Multidimensional scaling is a practical tool to help understand multivariate data. The embedding of high dimension entities in lower dimensions allows for convenient visualization and other calculations. We could identify clusters, outliers, and gradients. The assessment of these features provides a better understanding of the multivariate system.

References

Barros, G., & Deutsch, C. (2017). Optimal ordering of realizations for visualizations and presentation. Computers; Geosciences.

Boisvert, J. (2010). Geostatistics with locally varying anisotropy (PhD thesis). University of Alberta.

Caers, J., Park, K., & Scheidt, C. (2010). Modeling uncertainty of complex earth systems in metric space. In W. Freeden, M. Z. Nashed, & T. Sonar (Eds.), Handbook of geomathematics (pp. 865–889). Berlin, Heidelberg: Springer Berlin Heidelberg.

Cox, T., & Cox, M. (2001). Multidimensional scaling (Vol. Second Edition). Chapman & Hall/CRC.

Falck, H., Day, S., Pierce, K., Rentmeister, K., Ozyer, C., & Watson, D. (2012). A compilation of heavy mineral concentrates: Results from stream sediment samples collected 2007-2010, mackenzie mountains, nwt. Nwt open report 2012-001, Northwest Territories Geoscience Office.

Izenman, A. J. (2008). Modern multivariate statistical techniques (p. 731). Springer.

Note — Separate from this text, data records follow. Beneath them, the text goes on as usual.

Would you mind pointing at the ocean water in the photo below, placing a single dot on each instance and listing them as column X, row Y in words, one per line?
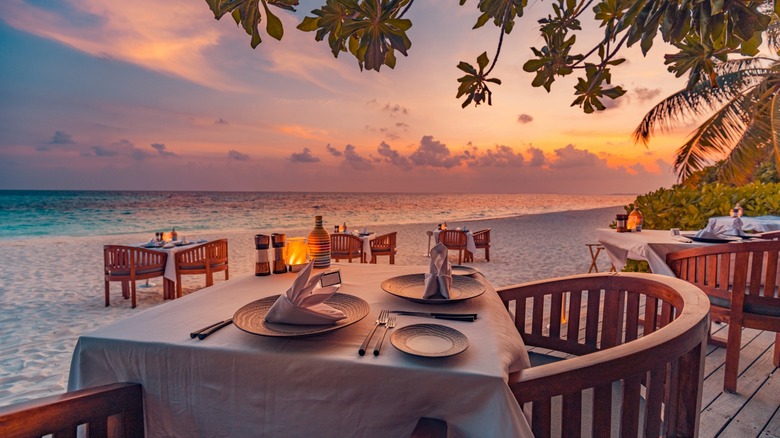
column 29, row 214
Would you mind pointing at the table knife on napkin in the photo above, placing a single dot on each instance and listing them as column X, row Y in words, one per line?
column 470, row 317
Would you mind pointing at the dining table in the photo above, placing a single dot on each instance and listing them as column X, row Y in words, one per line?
column 471, row 246
column 239, row 383
column 651, row 246
column 171, row 248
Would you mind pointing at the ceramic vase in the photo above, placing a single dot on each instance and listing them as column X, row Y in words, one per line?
column 319, row 244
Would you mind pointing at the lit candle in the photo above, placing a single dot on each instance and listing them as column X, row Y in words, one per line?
column 297, row 253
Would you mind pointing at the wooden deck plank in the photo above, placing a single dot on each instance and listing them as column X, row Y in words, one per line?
column 756, row 415
column 718, row 415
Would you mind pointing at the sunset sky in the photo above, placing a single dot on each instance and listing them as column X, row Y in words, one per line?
column 143, row 95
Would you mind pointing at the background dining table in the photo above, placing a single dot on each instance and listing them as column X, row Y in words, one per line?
column 235, row 383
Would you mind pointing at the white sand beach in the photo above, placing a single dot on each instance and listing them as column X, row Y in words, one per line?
column 51, row 289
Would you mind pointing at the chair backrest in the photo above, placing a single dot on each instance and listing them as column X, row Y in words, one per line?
column 384, row 242
column 60, row 415
column 639, row 342
column 345, row 243
column 482, row 237
column 127, row 260
column 770, row 235
column 453, row 239
column 215, row 253
column 742, row 276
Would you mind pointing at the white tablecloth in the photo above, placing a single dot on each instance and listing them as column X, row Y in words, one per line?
column 649, row 245
column 759, row 224
column 170, row 263
column 470, row 245
column 238, row 384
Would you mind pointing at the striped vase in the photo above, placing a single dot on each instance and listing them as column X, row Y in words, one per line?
column 319, row 244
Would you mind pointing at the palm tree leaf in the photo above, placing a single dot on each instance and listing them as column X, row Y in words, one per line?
column 714, row 137
column 686, row 104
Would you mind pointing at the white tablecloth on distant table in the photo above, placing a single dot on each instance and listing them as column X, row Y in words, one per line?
column 170, row 263
column 470, row 245
column 649, row 245
column 238, row 384
column 760, row 224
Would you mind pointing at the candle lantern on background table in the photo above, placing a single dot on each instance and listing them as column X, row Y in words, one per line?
column 262, row 263
column 279, row 242
column 319, row 244
column 297, row 253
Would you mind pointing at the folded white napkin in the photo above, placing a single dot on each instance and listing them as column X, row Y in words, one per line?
column 303, row 303
column 439, row 280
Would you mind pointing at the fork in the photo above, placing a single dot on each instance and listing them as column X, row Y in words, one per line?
column 390, row 324
column 380, row 320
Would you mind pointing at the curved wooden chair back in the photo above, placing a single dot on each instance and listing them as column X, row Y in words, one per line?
column 384, row 245
column 770, row 235
column 129, row 264
column 741, row 281
column 206, row 258
column 455, row 240
column 620, row 377
column 346, row 246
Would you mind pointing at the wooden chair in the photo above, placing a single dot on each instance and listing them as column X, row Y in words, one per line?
column 481, row 241
column 207, row 258
column 114, row 410
column 741, row 281
column 455, row 240
column 346, row 246
column 384, row 245
column 129, row 264
column 633, row 348
column 770, row 235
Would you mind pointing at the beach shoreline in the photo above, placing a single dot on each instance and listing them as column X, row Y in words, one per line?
column 51, row 289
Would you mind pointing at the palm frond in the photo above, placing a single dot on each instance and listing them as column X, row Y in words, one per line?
column 714, row 137
column 692, row 103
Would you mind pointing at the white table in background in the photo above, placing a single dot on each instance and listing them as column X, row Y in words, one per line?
column 649, row 245
column 238, row 384
column 470, row 245
column 760, row 224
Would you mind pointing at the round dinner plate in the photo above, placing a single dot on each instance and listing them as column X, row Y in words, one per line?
column 429, row 340
column 412, row 287
column 251, row 317
column 463, row 270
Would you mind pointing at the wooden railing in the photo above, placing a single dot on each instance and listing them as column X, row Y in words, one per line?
column 637, row 337
column 114, row 410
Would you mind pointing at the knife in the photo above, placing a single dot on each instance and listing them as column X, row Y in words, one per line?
column 207, row 331
column 470, row 317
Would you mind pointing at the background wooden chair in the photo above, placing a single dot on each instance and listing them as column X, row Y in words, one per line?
column 128, row 264
column 346, row 246
column 741, row 282
column 110, row 410
column 384, row 245
column 481, row 241
column 454, row 240
column 207, row 258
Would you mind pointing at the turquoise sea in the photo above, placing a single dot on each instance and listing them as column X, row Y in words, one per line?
column 29, row 214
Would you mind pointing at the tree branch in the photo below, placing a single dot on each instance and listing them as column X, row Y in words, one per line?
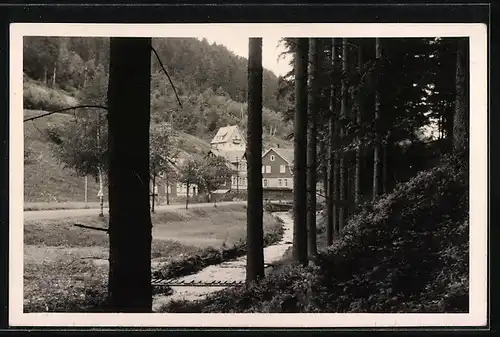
column 166, row 73
column 91, row 227
column 65, row 109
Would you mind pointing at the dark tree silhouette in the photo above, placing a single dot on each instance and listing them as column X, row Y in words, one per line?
column 343, row 165
column 332, row 186
column 300, row 153
column 128, row 138
column 255, row 233
column 311, row 146
column 461, row 115
column 377, row 152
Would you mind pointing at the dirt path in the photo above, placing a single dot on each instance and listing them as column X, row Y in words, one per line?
column 71, row 213
column 227, row 271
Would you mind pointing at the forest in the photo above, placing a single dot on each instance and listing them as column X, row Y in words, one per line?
column 382, row 123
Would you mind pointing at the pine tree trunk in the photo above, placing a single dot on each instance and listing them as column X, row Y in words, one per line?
column 377, row 152
column 167, row 193
column 359, row 121
column 332, row 186
column 461, row 114
column 255, row 232
column 153, row 194
column 344, row 178
column 311, row 147
column 300, row 153
column 129, row 217
column 54, row 76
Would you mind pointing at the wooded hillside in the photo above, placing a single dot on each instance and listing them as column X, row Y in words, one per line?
column 210, row 80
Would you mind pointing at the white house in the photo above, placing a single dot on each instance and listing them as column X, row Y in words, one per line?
column 229, row 143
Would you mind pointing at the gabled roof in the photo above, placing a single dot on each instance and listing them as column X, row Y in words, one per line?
column 229, row 155
column 232, row 155
column 224, row 134
column 286, row 154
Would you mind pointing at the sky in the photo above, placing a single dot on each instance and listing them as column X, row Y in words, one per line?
column 270, row 50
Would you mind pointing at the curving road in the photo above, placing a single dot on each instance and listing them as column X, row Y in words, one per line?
column 72, row 213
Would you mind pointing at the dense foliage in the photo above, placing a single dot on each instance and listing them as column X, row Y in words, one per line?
column 210, row 80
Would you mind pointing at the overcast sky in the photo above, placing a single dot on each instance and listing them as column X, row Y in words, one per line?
column 270, row 50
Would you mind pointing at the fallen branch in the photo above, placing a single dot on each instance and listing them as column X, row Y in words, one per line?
column 84, row 258
column 65, row 109
column 91, row 227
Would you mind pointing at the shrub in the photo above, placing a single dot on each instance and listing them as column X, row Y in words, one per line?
column 38, row 97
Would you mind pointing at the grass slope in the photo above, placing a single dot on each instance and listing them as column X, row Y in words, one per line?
column 46, row 180
column 408, row 252
column 66, row 270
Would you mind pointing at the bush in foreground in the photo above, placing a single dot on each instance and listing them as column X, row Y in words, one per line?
column 406, row 253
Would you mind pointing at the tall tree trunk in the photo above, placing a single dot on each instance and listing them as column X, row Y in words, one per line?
column 311, row 147
column 359, row 120
column 332, row 186
column 461, row 113
column 377, row 152
column 54, row 75
column 344, row 178
column 300, row 153
column 45, row 75
column 255, row 233
column 167, row 193
column 153, row 194
column 129, row 217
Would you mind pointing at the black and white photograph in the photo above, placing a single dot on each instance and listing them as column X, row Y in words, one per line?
column 259, row 169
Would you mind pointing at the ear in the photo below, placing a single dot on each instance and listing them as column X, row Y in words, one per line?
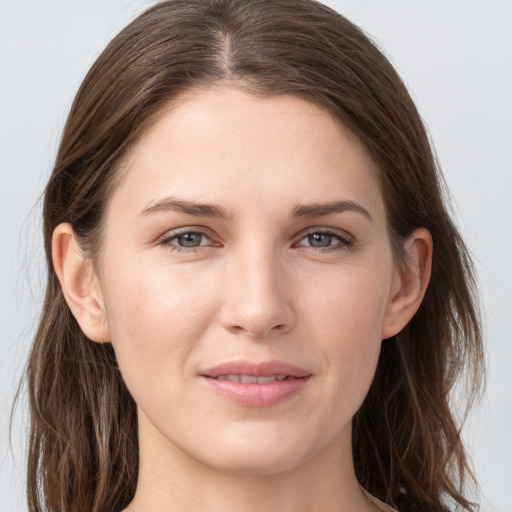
column 410, row 282
column 80, row 284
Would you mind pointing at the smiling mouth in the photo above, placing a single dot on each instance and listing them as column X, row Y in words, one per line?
column 256, row 384
column 254, row 379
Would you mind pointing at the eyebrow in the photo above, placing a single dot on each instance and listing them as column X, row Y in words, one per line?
column 212, row 210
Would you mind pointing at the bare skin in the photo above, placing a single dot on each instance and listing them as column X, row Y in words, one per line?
column 180, row 292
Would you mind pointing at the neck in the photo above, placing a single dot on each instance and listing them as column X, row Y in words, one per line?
column 172, row 481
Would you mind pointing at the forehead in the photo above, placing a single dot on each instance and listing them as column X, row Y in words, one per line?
column 225, row 145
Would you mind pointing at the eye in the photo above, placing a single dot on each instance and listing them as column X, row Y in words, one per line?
column 325, row 240
column 187, row 241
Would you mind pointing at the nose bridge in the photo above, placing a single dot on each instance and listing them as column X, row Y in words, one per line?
column 257, row 300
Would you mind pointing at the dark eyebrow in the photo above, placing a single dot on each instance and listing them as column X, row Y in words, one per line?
column 213, row 210
column 329, row 208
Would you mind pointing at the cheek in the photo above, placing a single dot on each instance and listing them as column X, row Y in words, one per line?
column 156, row 318
column 345, row 319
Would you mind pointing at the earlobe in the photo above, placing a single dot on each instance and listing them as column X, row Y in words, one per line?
column 411, row 283
column 79, row 284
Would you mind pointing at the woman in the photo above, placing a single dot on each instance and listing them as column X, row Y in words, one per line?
column 253, row 280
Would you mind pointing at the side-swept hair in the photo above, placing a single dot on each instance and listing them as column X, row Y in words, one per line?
column 83, row 452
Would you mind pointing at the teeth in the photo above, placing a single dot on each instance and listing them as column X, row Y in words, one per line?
column 252, row 379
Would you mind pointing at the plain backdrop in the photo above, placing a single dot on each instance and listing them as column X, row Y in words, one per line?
column 455, row 57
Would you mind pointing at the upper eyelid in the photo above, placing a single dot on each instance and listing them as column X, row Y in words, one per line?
column 302, row 234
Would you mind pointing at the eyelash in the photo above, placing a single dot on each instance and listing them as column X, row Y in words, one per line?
column 346, row 243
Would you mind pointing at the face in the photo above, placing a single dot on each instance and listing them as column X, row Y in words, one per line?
column 247, row 240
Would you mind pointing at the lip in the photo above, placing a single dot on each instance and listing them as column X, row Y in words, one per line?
column 256, row 395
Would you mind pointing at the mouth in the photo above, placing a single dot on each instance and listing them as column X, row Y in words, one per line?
column 263, row 384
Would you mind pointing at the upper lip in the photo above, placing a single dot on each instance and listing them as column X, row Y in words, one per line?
column 257, row 369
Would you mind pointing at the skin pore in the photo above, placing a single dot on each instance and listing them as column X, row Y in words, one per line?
column 249, row 229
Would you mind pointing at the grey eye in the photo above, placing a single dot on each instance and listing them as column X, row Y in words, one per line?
column 189, row 239
column 320, row 239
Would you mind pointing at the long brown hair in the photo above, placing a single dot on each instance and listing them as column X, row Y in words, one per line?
column 83, row 452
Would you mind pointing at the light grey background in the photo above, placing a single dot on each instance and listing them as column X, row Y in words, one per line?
column 455, row 57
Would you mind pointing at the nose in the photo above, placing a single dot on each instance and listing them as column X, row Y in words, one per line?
column 258, row 297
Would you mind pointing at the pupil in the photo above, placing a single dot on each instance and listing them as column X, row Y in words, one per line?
column 190, row 239
column 320, row 240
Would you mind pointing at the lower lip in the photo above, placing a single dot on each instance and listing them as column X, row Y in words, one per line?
column 257, row 395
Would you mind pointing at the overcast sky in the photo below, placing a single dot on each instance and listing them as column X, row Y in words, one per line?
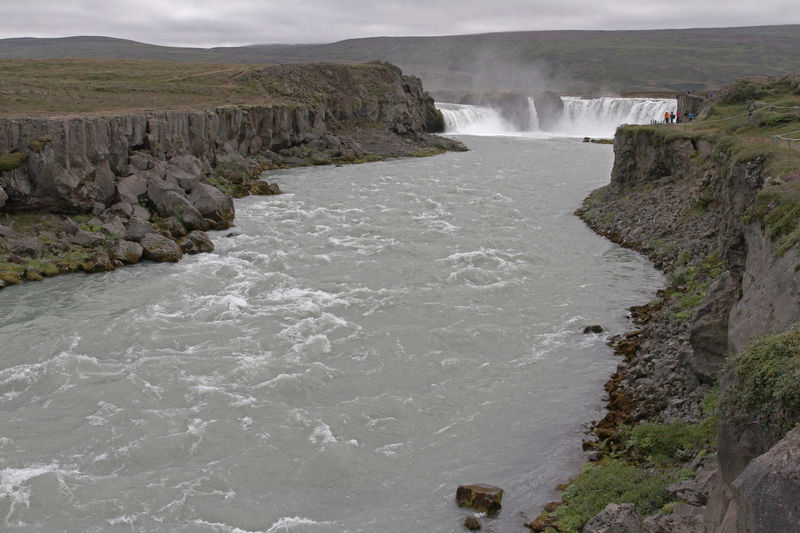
column 208, row 23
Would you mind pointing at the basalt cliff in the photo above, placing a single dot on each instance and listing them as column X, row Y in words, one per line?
column 704, row 408
column 92, row 191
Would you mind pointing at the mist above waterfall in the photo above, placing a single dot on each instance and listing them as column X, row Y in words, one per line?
column 579, row 117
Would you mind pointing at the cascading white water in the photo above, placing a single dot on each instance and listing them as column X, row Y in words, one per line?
column 601, row 116
column 473, row 120
column 533, row 116
column 581, row 117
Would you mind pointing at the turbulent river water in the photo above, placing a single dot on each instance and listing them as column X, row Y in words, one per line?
column 362, row 344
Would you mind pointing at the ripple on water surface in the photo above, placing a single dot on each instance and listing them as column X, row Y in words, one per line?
column 355, row 349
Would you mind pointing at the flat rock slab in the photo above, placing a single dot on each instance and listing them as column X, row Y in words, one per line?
column 480, row 497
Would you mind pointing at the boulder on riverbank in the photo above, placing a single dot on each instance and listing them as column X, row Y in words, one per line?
column 126, row 176
column 480, row 497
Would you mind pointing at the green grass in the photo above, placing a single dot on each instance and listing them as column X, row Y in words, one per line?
column 12, row 161
column 777, row 207
column 765, row 384
column 665, row 444
column 66, row 86
column 689, row 282
column 572, row 62
column 613, row 481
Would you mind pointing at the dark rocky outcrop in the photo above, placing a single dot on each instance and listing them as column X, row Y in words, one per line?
column 173, row 173
column 767, row 493
column 480, row 497
column 684, row 201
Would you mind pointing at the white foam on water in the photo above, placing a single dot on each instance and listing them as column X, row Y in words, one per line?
column 15, row 487
column 581, row 117
column 322, row 435
column 473, row 120
column 292, row 522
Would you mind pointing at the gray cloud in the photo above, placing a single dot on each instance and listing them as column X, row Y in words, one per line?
column 235, row 22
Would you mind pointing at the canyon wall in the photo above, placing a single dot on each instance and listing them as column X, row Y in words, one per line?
column 687, row 201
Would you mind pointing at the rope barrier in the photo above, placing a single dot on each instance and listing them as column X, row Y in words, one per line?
column 784, row 136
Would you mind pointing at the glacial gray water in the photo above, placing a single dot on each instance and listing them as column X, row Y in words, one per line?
column 370, row 339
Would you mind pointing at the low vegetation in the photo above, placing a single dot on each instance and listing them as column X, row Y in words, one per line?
column 764, row 387
column 613, row 481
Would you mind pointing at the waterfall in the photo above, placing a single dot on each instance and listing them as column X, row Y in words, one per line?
column 580, row 117
column 533, row 117
column 473, row 120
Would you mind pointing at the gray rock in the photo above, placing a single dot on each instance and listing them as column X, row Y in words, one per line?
column 213, row 204
column 770, row 287
column 615, row 518
column 173, row 202
column 189, row 164
column 708, row 332
column 196, row 242
column 70, row 227
column 136, row 229
column 98, row 262
column 480, row 497
column 142, row 161
column 768, row 490
column 88, row 239
column 27, row 246
column 132, row 188
column 683, row 519
column 123, row 209
column 140, row 212
column 125, row 251
column 7, row 232
column 182, row 179
column 158, row 248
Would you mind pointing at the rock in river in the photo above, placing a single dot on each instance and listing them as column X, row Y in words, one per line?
column 480, row 497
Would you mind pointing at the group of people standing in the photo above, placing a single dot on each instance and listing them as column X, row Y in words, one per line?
column 672, row 118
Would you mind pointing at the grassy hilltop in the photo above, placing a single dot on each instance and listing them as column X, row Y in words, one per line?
column 569, row 62
column 54, row 87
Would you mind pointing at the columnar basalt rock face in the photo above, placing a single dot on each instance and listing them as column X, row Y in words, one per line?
column 152, row 179
column 73, row 163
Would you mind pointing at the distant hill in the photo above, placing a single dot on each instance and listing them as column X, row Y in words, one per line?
column 569, row 62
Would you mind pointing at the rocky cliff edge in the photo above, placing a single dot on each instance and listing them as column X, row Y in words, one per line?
column 80, row 192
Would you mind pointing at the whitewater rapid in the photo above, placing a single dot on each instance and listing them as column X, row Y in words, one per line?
column 580, row 117
column 349, row 353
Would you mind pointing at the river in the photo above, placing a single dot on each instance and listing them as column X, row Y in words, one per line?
column 352, row 350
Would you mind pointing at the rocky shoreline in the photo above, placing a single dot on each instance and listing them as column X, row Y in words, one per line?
column 703, row 209
column 93, row 193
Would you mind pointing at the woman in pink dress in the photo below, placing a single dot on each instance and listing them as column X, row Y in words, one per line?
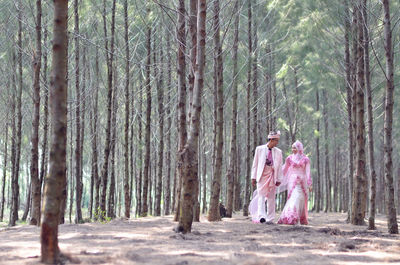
column 297, row 181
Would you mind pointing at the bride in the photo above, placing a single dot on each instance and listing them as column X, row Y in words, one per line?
column 296, row 172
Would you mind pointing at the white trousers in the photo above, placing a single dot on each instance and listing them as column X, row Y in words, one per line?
column 269, row 216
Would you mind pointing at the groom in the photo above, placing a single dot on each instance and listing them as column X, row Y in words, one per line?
column 266, row 172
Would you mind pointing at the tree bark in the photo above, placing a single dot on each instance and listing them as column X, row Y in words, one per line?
column 248, row 103
column 109, row 59
column 34, row 165
column 127, row 109
column 147, row 172
column 213, row 214
column 388, row 146
column 188, row 156
column 360, row 178
column 231, row 176
column 55, row 180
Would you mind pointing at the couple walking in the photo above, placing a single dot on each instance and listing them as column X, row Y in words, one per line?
column 271, row 177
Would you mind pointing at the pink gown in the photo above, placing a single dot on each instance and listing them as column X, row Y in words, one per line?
column 297, row 180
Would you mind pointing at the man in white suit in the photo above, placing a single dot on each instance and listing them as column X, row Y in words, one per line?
column 266, row 173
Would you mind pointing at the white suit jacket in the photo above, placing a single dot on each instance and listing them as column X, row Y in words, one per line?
column 259, row 162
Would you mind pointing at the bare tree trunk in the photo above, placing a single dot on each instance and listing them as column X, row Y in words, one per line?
column 248, row 153
column 188, row 156
column 372, row 187
column 348, row 85
column 55, row 180
column 328, row 180
column 167, row 188
column 112, row 192
column 318, row 196
column 4, row 170
column 110, row 59
column 34, row 165
column 231, row 176
column 182, row 131
column 389, row 188
column 160, row 160
column 213, row 214
column 127, row 197
column 360, row 178
column 147, row 173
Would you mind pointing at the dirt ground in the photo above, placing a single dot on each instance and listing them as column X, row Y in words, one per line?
column 327, row 240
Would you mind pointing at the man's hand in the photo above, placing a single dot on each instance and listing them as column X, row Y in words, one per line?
column 253, row 182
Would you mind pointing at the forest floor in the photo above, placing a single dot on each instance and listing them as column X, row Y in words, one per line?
column 328, row 239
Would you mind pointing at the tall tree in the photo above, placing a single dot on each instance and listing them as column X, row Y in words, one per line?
column 388, row 146
column 109, row 60
column 35, row 181
column 188, row 156
column 360, row 178
column 56, row 179
column 78, row 178
column 231, row 176
column 18, row 134
column 127, row 108
column 213, row 214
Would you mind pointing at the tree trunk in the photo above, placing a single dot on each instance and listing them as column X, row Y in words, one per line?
column 34, row 165
column 213, row 214
column 181, row 72
column 232, row 158
column 372, row 173
column 328, row 181
column 15, row 185
column 188, row 156
column 389, row 188
column 55, row 180
column 78, row 178
column 147, row 173
column 3, row 187
column 160, row 99
column 349, row 105
column 360, row 178
column 167, row 199
column 248, row 150
column 112, row 193
column 318, row 196
column 127, row 109
column 109, row 59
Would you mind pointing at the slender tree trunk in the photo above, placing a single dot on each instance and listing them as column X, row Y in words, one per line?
column 248, row 150
column 109, row 59
column 55, row 180
column 147, row 172
column 348, row 85
column 232, row 158
column 328, row 180
column 44, row 159
column 160, row 99
column 389, row 188
column 4, row 170
column 372, row 173
column 182, row 131
column 127, row 108
column 112, row 191
column 15, row 185
column 213, row 214
column 360, row 178
column 188, row 156
column 167, row 188
column 318, row 196
column 34, row 165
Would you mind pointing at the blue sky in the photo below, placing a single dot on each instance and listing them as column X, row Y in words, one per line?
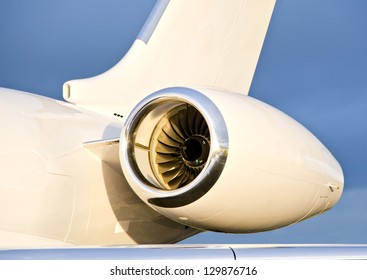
column 313, row 66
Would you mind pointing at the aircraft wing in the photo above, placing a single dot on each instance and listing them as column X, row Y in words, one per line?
column 193, row 252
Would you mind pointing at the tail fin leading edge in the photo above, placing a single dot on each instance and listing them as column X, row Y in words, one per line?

Kruskal, J. B. (1964). Multidimensional scaling by optimizing goodness of fit to a nonmetric hypothesis. Psychometrika Volume 29, issue 1.

Pedregosa, F., Varoquaux, G., Gramfort, A., Michel, V., Thirion, B., Grisel, O., … Duchesnay, E. (2011). Scikit-learn: Machine learning in Python. Journal of Machine Learning Research, 12, 2825–2830.

Shepard, R. (1962). The analysis of proximities: Multidimensional scaling with an unkown distance function. i. Psychometrika Volume 27, Issue 2.

Torgerson, W. (1952). Multidimensional scaling: I. Theory and method. Psychometrika, Volume 17, Issue 4.